Al revisar los fundamentos de la ética, surgieron varios conflictos internos. Sentí tensión entre querer actuar siempre con justicia, como propone Kant, y mi necesidad profunda de atender las emociones y realidades de cada persona, que a veces no encajan en reglas universales tan rígidas.
El utilitarismo me hizo cuestionarme mucho: me dolió pensar en situaciones donde alguien puede sufrir “por el bien de la mayoría”, porque para mí cada vida tiene un valor único que no debería ponerse en una balanza. No me sentí cómoda pensando que el dolor de unos puede justificarse si otros están mejor.

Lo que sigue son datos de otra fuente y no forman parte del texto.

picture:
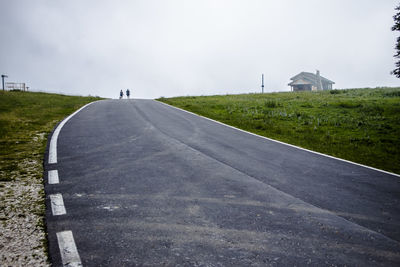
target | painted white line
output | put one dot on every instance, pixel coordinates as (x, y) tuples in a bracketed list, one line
[(280, 142), (53, 177), (54, 137), (57, 204), (69, 252)]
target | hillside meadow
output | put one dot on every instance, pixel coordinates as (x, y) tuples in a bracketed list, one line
[(26, 119), (360, 125)]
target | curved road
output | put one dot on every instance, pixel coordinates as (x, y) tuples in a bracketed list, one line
[(147, 184)]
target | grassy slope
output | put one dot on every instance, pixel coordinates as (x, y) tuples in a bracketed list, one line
[(361, 125), (26, 119)]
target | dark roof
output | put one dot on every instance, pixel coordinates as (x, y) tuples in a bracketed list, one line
[(310, 77)]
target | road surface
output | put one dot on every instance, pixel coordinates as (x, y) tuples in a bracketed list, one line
[(143, 183)]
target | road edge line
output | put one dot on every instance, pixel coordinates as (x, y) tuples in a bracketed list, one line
[(69, 252), (283, 143), (54, 137)]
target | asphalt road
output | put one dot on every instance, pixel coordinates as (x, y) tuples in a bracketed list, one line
[(147, 184)]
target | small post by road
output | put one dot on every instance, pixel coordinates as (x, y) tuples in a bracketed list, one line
[(262, 83), (2, 79)]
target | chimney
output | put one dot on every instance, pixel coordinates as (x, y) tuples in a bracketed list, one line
[(319, 82)]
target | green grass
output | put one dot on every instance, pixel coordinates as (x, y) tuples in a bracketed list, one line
[(360, 125), (26, 118)]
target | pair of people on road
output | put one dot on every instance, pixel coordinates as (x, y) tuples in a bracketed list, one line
[(121, 94)]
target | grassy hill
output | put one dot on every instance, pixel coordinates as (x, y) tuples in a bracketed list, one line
[(26, 119), (361, 125)]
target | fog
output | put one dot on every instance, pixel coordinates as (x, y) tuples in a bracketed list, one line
[(182, 47)]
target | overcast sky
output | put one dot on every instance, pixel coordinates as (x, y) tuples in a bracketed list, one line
[(184, 47)]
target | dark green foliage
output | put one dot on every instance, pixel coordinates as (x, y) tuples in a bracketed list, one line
[(361, 125), (396, 27)]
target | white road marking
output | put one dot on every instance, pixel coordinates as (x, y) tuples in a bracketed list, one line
[(280, 142), (54, 137), (68, 250), (53, 177), (57, 204)]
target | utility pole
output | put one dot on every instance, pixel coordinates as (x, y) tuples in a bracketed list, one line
[(262, 83), (2, 78)]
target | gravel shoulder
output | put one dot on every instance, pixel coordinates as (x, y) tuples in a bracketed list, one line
[(23, 240)]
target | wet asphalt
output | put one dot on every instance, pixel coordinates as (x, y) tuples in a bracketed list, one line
[(145, 184)]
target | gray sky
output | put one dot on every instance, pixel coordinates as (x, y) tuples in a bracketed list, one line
[(184, 47)]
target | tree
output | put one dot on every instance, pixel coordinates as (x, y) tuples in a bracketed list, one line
[(396, 27)]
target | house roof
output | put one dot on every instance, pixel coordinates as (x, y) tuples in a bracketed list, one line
[(308, 78)]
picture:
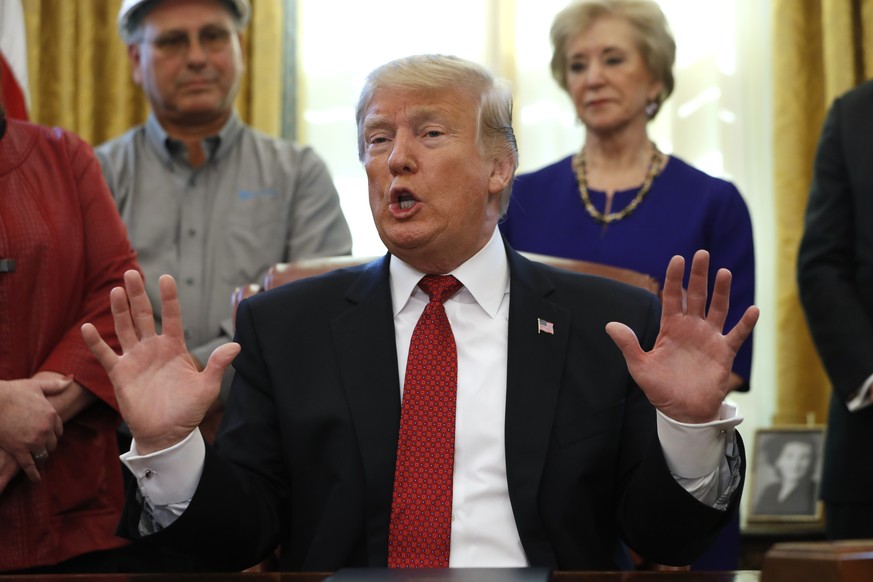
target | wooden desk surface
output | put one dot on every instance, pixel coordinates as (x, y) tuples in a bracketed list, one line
[(739, 576)]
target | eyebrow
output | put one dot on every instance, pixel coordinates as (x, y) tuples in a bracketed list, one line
[(417, 116)]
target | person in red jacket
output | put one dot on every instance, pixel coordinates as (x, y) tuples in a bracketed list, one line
[(62, 248)]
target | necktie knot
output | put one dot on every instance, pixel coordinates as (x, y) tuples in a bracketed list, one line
[(439, 287)]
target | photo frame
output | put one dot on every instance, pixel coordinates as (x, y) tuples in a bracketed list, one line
[(785, 478)]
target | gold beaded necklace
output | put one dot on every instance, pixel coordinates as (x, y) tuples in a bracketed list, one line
[(579, 166)]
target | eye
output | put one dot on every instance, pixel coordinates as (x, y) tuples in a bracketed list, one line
[(377, 139), (214, 37), (171, 42)]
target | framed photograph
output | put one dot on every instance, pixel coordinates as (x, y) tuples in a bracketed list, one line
[(786, 473)]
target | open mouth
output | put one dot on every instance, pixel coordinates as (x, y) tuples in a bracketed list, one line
[(405, 201)]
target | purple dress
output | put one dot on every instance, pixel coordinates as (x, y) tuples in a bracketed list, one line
[(684, 211)]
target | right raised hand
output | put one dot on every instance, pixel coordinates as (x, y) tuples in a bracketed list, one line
[(161, 393)]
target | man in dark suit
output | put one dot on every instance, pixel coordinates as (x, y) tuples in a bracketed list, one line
[(559, 454), (835, 275)]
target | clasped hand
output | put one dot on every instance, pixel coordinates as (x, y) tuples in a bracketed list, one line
[(685, 375), (29, 424), (161, 393)]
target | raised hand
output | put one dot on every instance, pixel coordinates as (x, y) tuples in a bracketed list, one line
[(161, 393), (29, 424), (686, 374)]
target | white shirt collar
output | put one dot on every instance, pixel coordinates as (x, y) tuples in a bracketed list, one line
[(485, 277)]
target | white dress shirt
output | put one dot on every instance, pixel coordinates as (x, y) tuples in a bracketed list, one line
[(483, 526)]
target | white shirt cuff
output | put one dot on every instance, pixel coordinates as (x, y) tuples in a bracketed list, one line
[(171, 475), (862, 398), (694, 451)]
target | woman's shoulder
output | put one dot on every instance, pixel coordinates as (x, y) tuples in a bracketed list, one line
[(562, 166), (682, 175)]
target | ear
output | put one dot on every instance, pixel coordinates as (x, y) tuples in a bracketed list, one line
[(655, 90), (502, 168), (134, 55)]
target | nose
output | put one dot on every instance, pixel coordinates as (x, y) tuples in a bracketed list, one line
[(402, 159), (196, 50), (594, 74)]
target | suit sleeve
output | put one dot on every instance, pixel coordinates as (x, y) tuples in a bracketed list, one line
[(831, 284), (234, 519)]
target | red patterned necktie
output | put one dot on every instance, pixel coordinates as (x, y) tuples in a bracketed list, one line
[(421, 509)]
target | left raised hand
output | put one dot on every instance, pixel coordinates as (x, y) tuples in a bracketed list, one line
[(686, 374)]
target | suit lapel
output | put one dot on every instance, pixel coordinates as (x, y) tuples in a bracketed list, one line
[(368, 364), (536, 363)]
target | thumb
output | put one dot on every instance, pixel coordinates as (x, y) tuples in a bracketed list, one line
[(220, 360), (626, 340), (53, 386)]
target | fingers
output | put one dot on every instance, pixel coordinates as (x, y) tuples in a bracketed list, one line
[(171, 310), (626, 340), (220, 360), (140, 307), (721, 299), (698, 284), (672, 295), (99, 348), (125, 330), (743, 328)]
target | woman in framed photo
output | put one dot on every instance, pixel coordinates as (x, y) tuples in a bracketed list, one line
[(793, 458)]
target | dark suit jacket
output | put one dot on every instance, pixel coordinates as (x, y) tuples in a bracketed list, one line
[(835, 274), (307, 448)]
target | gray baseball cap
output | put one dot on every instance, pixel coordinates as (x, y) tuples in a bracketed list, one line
[(129, 8)]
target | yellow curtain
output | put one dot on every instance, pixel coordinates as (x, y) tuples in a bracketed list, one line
[(818, 52), (80, 75)]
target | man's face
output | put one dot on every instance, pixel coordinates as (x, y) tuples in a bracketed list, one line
[(434, 193), (189, 62)]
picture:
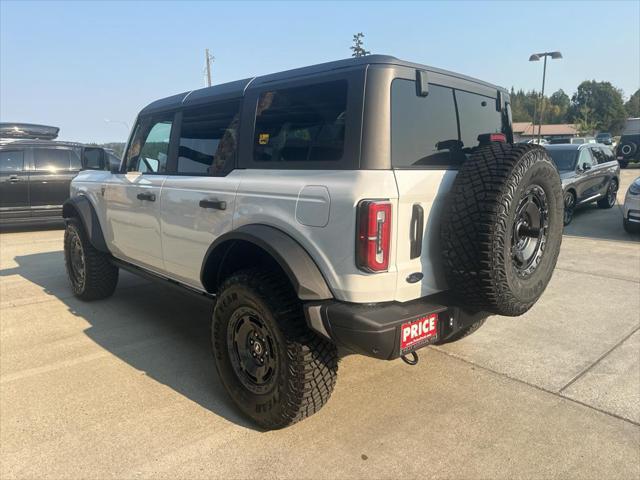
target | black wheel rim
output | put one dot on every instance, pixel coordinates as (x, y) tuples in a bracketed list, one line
[(611, 194), (569, 204), (76, 262), (530, 229), (252, 350)]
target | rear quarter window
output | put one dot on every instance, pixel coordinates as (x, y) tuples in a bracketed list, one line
[(424, 130), (301, 124)]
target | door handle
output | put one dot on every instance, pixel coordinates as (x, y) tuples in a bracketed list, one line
[(213, 203), (148, 196)]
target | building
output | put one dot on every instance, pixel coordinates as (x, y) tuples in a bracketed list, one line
[(523, 131)]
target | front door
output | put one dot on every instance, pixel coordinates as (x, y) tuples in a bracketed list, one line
[(133, 198), (14, 185), (198, 198)]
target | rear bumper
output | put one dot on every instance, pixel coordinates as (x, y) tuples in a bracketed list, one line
[(374, 329)]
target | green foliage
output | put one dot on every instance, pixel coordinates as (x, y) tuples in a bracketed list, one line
[(358, 46), (632, 107), (604, 101)]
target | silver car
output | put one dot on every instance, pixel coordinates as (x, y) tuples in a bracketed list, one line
[(631, 208)]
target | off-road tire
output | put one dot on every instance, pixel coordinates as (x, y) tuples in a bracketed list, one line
[(306, 364), (479, 223), (610, 198), (100, 276)]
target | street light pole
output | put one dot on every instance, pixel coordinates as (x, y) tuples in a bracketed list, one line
[(534, 58)]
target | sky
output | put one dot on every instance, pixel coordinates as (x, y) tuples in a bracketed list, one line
[(75, 64)]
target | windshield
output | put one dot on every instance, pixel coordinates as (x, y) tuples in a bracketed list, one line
[(565, 160)]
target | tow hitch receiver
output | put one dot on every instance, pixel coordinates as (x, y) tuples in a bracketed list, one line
[(412, 361)]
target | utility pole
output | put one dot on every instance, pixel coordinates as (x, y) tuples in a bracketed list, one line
[(209, 60)]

Con la ética del cuidado, aunque sentí afinidad, también apareció un conflicto: ¿qué pasa cuando cuidar a los demás me hace olvidarme de mí misma? ¿Cómo equilibrar la compasión con el respeto propio? Me di cuenta de que mi deseo de proteger y acompañar puede hacerme vulnerable si no encuentro límites sanos.
En el fondo, lo que más me movió fue darme cuenta de que no quiero elegir entre el deber, el bien común o el cuidado: quiero ser una persona que actúe desde el amor, la empatía y el respeto profundo por cada ser humano, pero también de una manera justa y consciente.